Le directeur de la HKMA, Eddie Yue, avait précédemment indiqué que seul un petit nombre d’entreprises seraient éligibles. L’autorité de régulation évalue les demandes sur la gestion des risques, les mesures anti-blanchiment et la qualité des réserves qui soutiennent les stablecoins.
Des exigences strictes ralentissent le processus
Le retard est probablement lié aux réglementations strictes appliquées par Hong Kong. Les entreprises doivent couvrir entièrement leurs stablecoins avec des réserves liquides et fiables, garantir des paiements aux clients sous un jour ouvré, avoir une présence physique à Hong Kong et effectuer des contrôles rigoureux sur l’identité des clients et les transactions.
Ces exigences visent à garantir la stabilité du système financier, mais complexifient considérablement le processus d’admission.

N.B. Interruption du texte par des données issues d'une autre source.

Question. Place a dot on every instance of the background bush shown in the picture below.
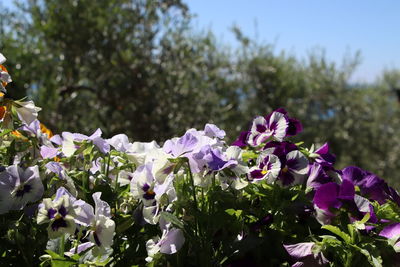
(141, 68)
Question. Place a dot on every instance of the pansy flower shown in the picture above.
(267, 168)
(18, 187)
(60, 214)
(276, 125)
(26, 110)
(171, 240)
(5, 78)
(102, 227)
(370, 185)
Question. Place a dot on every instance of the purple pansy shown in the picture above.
(276, 125)
(267, 168)
(304, 255)
(241, 141)
(317, 176)
(325, 158)
(18, 187)
(264, 128)
(294, 168)
(331, 195)
(370, 185)
(212, 131)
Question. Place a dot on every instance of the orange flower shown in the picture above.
(17, 134)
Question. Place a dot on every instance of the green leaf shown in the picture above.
(374, 261)
(169, 217)
(336, 230)
(6, 131)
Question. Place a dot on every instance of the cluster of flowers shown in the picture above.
(261, 201)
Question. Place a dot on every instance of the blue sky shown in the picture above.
(298, 26)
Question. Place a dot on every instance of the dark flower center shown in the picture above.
(25, 189)
(60, 222)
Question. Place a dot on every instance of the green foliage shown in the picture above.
(140, 68)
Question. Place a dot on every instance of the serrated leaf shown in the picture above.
(336, 230)
(375, 262)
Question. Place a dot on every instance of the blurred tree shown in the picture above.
(122, 65)
(138, 67)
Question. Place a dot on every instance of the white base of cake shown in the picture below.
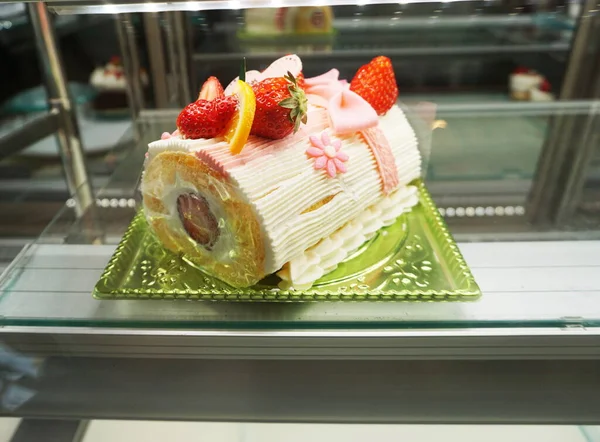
(301, 272)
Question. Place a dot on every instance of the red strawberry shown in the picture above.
(300, 80)
(211, 89)
(280, 107)
(206, 119)
(376, 83)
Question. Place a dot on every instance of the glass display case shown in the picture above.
(513, 171)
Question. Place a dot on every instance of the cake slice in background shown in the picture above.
(111, 84)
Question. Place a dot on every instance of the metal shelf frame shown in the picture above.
(60, 119)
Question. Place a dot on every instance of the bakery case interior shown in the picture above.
(276, 199)
(429, 124)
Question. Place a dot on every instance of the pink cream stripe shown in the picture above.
(384, 157)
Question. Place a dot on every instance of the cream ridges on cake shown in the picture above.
(303, 270)
(299, 205)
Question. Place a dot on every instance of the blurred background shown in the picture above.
(513, 83)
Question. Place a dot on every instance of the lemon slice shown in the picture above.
(239, 127)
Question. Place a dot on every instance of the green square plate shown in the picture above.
(414, 259)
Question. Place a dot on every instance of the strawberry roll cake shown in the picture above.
(282, 174)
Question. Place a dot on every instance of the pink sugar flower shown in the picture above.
(327, 154)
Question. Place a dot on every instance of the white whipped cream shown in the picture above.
(303, 270)
(278, 180)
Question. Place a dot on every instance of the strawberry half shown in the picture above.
(211, 89)
(208, 116)
(376, 83)
(206, 119)
(281, 107)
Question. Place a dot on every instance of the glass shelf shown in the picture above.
(524, 284)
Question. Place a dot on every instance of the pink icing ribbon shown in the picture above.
(384, 158)
(348, 112)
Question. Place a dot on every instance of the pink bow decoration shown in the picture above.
(348, 111)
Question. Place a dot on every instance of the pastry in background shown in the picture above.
(111, 84)
(522, 80)
(528, 85)
(543, 92)
(314, 19)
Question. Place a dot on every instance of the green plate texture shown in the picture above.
(414, 259)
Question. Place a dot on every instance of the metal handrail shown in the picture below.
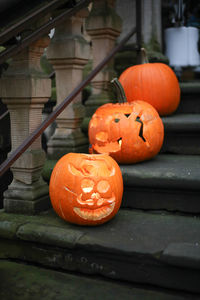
(16, 28)
(40, 129)
(44, 29)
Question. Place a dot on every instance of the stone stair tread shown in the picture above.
(182, 122)
(20, 281)
(190, 87)
(135, 246)
(141, 233)
(166, 171)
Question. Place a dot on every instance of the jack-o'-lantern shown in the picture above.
(128, 132)
(155, 83)
(86, 189)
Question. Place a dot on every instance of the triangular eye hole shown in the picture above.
(127, 115)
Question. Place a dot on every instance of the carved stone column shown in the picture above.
(24, 89)
(104, 26)
(68, 52)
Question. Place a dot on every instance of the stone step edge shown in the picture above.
(37, 284)
(182, 123)
(64, 235)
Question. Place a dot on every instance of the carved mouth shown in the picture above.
(94, 214)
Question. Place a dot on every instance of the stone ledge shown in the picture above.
(134, 246)
(182, 122)
(164, 171)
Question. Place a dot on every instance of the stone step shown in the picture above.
(169, 181)
(21, 281)
(160, 250)
(182, 134)
(190, 98)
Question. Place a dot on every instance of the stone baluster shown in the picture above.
(24, 89)
(103, 26)
(68, 52)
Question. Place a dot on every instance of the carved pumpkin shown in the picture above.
(86, 189)
(155, 83)
(129, 132)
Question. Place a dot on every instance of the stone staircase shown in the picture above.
(150, 250)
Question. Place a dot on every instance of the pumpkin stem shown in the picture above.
(121, 97)
(144, 57)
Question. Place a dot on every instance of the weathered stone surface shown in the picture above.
(68, 52)
(182, 134)
(31, 282)
(164, 171)
(134, 246)
(190, 98)
(168, 182)
(182, 253)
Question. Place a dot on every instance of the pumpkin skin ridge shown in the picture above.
(72, 217)
(168, 87)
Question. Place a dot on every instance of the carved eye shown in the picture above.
(127, 115)
(103, 186)
(87, 185)
(116, 120)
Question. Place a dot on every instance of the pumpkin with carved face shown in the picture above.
(128, 132)
(86, 189)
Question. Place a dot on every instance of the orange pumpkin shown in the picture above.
(155, 83)
(86, 189)
(128, 132)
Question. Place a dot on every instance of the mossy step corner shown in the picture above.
(135, 246)
(20, 281)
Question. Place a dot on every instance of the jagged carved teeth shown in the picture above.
(120, 141)
(95, 214)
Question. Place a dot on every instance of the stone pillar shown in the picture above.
(103, 26)
(68, 52)
(24, 89)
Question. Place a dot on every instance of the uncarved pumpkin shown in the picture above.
(86, 189)
(155, 83)
(128, 132)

Grandes institutions en attente
Parmi les candidats potentiels pour une licence figurent de grandes institutions financières. HSBC et une entreprise soutenue par Standard Chartered sont mentionnées comme possibles candidates. La HKMA n’a pas encore confirmé de noms.
Les entreprises fintech montrent également de l’intérêt. Ant International se préparait à soumettre une demande, mais certains projets ont été temporairement suspendus. Ant Group et JD.com ont mis en pause leurs projets de stablecoins à Hong Kong après que les régulateurs chinois ont exprimé des préoccupations concernant les monnaies numériques privées.
La rigueur avant la rapidité
Cette échéance manquée survient à un moment où Hong Kong souhaite se positionner comme un centre mondial pour la crypto et la fintech. Une réglementation claire autour des stablecoins joue un rôle clé dans cette stratégie.
En manquant la date limite, Hong Kong choisit la rigueur avant la rapidité. Cela pourrait renforcer la confiance dans le système à long terme, mais crée à court terme une incertitude pour les acteurs du marché prêts à se lancer. La date à laquelle les premières licences de stablecoins seront accordées reste pour l’instant indéterminée.